Estas frases são muito semelhantes a estas outras:

(2) Para os leigos, o ‘poeta’ está muito acima do ‘banqueiro’.
(3) Para um leigo, o ‘poeta’ está muito acima do ‘banqueiro’.

Todas elas representam contextos frásicos genéricos. Esta genericidade não depende do tipo do sintagma nominal (definido ou não). A Gramática do Português da Gulbenkian (2003, vol. I, pág. 809) identifica o trabalho de Krifka e outros (incluído no livro The Generic Book) como um importante contributo para a interpretação deste tipo de frases (ditas caracterizadoras, porque representam properiedades gerais ou habituais) e dá os seguintes exemplos:

a. Toda a criança chora quando tem fome.
b. Muitas pessoas não dormem oito horas por dia.
c. A maior parte as pessoas vive sem se perguntar para quê.
d. Geralmente, os portugueses são trabalhadores.
e. Por norma, o alemão gosta de ceveja. [nota de rodapé: Com um exemplo semelhante, usando também o [sintagma nominal] definido o alemão, Lopes (1972) descreveu o tipo de interpretação em causa como envolvendo o «alemão típico».
f.
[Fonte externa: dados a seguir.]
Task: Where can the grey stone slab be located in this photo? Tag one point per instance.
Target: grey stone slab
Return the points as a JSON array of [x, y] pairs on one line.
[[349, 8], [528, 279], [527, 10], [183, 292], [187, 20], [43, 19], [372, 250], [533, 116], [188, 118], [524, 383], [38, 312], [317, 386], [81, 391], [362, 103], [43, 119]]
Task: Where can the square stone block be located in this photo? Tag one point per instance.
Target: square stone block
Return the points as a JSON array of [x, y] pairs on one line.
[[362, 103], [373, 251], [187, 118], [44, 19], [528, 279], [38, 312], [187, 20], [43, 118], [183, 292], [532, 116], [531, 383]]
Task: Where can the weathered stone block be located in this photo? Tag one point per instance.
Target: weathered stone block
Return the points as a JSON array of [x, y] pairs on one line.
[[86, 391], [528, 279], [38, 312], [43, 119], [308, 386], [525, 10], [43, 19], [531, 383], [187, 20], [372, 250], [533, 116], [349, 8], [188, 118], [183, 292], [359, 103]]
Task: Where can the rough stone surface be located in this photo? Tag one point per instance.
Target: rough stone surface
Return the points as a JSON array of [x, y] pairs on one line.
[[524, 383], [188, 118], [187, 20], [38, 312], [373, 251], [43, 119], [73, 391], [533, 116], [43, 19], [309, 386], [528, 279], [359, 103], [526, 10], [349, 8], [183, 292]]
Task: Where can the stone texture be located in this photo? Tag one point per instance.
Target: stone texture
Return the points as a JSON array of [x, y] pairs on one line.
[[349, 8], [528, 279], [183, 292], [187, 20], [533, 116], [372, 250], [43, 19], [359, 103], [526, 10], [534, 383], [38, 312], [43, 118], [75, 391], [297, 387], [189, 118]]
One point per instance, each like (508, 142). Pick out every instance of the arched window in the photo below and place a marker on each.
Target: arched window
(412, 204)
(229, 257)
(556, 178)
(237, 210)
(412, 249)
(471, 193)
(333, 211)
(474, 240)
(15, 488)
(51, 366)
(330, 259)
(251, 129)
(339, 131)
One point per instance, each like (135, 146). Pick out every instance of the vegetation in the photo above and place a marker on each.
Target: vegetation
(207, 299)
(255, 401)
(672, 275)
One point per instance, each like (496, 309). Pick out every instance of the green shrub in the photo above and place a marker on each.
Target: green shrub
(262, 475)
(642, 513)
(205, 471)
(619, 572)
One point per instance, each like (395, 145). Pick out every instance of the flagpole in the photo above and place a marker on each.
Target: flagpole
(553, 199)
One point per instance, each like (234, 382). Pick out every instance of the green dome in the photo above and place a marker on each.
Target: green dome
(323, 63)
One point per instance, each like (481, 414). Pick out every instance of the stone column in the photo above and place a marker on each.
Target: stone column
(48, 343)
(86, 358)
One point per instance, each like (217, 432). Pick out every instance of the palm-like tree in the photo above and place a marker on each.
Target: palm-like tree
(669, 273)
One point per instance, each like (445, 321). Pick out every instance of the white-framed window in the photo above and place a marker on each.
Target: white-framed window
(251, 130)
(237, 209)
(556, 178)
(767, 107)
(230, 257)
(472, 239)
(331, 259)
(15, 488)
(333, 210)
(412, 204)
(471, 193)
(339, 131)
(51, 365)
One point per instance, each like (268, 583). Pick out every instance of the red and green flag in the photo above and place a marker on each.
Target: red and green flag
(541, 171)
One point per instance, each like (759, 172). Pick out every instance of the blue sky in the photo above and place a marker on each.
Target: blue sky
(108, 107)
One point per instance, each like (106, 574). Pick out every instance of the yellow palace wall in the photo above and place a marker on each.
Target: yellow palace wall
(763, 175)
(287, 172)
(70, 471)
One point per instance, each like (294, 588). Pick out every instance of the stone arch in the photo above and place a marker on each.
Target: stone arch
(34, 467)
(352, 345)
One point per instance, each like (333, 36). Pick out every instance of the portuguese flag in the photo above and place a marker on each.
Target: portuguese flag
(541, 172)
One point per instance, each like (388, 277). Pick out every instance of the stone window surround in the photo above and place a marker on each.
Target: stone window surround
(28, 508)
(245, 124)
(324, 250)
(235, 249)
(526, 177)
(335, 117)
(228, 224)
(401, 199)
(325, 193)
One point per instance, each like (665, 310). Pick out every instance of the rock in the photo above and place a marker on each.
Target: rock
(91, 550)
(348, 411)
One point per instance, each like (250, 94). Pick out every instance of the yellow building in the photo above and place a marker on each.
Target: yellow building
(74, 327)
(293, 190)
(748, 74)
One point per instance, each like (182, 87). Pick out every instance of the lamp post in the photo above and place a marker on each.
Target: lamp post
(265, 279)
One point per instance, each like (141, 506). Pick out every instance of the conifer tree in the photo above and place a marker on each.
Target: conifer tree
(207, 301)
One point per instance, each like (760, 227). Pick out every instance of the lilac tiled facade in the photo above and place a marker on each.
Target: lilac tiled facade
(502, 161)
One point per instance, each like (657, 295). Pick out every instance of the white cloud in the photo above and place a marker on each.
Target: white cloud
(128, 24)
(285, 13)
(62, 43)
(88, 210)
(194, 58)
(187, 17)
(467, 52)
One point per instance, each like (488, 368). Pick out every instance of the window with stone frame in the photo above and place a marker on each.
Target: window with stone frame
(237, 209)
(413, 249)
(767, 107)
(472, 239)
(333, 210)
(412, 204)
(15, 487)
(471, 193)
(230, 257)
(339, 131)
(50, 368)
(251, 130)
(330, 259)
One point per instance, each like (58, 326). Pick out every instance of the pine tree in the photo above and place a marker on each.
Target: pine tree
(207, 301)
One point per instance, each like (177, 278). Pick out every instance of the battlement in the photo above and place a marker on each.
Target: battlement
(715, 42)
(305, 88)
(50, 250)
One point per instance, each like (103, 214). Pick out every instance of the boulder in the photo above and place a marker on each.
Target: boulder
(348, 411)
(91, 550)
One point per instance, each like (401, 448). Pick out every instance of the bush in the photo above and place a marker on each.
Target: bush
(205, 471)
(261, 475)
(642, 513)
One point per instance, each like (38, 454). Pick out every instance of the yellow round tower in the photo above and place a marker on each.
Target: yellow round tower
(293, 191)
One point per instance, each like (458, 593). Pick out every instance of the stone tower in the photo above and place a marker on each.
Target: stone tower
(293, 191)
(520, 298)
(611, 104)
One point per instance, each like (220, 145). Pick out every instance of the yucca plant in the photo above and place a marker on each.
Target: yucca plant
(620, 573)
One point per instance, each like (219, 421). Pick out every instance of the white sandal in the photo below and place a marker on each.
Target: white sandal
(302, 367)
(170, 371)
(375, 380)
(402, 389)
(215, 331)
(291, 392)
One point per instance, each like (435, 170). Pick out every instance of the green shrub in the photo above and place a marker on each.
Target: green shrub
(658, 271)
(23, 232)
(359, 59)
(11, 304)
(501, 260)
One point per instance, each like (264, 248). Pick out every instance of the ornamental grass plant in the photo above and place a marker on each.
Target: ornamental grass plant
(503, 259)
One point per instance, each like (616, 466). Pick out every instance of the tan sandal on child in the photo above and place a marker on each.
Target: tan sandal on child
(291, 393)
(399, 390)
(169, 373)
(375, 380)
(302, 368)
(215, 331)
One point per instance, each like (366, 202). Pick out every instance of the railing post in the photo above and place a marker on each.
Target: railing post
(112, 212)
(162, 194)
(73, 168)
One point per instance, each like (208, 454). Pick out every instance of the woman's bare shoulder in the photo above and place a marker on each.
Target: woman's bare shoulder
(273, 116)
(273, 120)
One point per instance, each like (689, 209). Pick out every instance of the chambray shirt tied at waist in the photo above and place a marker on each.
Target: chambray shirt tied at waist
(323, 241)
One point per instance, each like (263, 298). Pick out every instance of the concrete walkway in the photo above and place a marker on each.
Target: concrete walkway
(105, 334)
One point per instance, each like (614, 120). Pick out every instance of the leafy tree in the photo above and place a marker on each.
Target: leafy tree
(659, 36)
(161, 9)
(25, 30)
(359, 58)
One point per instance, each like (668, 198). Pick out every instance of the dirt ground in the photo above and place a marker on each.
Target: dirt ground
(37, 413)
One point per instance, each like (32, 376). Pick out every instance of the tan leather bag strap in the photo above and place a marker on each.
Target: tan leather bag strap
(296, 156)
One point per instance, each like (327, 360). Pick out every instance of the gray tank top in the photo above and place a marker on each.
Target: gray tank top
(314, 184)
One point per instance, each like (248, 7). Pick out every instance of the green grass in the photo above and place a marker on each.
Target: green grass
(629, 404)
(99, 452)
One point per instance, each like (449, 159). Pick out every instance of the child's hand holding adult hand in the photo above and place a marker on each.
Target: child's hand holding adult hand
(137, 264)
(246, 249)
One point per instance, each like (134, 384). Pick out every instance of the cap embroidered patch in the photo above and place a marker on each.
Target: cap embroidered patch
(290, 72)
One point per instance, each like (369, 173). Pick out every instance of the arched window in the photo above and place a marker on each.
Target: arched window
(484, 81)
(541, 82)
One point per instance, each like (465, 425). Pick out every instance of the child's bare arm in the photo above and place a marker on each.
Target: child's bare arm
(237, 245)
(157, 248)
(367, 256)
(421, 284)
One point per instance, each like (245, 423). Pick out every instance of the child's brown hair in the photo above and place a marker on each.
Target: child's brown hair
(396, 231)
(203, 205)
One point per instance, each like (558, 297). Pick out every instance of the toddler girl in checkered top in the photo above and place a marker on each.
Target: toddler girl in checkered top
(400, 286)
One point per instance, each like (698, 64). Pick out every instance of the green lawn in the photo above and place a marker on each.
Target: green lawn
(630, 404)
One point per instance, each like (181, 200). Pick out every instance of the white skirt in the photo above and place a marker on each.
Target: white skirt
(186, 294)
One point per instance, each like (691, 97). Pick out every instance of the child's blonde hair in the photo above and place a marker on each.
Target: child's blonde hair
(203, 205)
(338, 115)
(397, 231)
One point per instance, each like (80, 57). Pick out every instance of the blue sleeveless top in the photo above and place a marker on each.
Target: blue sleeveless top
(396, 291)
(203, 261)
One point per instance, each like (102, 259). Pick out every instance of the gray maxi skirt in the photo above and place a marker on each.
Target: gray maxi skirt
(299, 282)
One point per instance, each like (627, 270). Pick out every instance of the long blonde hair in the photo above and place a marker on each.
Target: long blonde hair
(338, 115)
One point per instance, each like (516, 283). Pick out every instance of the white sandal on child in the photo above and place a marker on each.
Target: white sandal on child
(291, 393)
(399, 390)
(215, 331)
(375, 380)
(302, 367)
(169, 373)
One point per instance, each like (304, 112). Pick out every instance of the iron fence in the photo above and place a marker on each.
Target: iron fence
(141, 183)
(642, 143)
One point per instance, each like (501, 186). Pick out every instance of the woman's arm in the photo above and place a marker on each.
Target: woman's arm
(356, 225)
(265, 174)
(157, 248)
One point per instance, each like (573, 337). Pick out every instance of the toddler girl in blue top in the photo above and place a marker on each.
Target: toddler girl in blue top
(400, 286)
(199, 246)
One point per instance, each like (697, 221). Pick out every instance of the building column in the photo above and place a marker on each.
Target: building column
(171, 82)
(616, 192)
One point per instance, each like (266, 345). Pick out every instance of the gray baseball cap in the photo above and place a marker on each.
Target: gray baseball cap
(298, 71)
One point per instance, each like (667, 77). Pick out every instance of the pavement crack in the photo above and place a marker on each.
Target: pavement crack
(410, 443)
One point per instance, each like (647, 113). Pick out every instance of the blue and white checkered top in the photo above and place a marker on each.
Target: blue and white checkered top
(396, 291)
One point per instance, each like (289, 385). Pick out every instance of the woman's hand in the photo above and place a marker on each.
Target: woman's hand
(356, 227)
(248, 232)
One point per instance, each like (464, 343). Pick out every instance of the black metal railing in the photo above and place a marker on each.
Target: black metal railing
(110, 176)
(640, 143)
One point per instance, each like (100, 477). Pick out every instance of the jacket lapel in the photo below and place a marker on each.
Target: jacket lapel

Algumas pessoas não fazem uma multidão.

Por outro lado, «perguntem ao leigo», sem mais, não é equivalente a «perguntem a um leigo»:

(4) Ontem encontrei-me com um leigo; perguntei ao leigo se ele concordava.
(5) Ontem, perguntei a um leigo se ele concordava.

O que legitima na tua frase que possas usar o leigo é o facto de este ter um valor genérico; caso contrário o teria de referir-se a uma pessoa em particular. Ter valor genérico só por si não é suficiente para ser indiferente qual o determinante a usar. Por exemplo, em contexto genéricos não caracterizadores, como as frases episódicas, só o determinante definido pode ser usado (pág. 850, exemplo daí):

(6) O chocolate/*Um chocolate foi introduzido na Europa pelos espanhóis.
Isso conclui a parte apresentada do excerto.